Dr. Murat Besler’e göre, gelişme çağındaki çocuk ve ergenlerde kilo almaların önemli sebeplerden biri de gelişim sonucu hormon dengesizliğidir. Bu dengesizlik çocukta ve ergende hem kilo alma gibi fizyolojik hem de öfke ve anksiyete gibi bir çok psikolojik sorunlar ortaya çıkabilir Mora terapi gelişim çağındaki çocukların hormonal ve fiziksel dengesizliklerini düzelterek hiç bir ilaç kullanımına gitmeden tedavi eder.

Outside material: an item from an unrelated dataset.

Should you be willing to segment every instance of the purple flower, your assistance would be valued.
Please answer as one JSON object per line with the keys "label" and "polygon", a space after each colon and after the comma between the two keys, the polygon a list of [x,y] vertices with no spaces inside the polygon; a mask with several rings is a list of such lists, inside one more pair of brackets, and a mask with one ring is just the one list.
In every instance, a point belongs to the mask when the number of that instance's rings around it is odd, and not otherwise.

Mora Terapi seansları sonrasında artık ekmek, makarna, hamur işleri, tatlılar ya da çikolata gibi karbonhidratları eskisi gibi aramadığını, yeme ihtiyacının ortadan kalktığı belirgin bir biçimde fark edilir. Mora Terapi’nin bu uygulaması, fazla kullanıldığı düşünülen her türlü sağlıksız gıda için kullanılabilir. Tuz, kahve, çay, alkol, tatlılar, çikolatalar, kola, şarküteri ürünleri vb…
Özellikle çocuk ve ergenlerin kilo problemlerinin çözümünde yan etkisiz olması, etkinliği ve hızlı sonuç vermesiyle Mora Terapi doktorlar tarafından da tavsiye edilmektedir.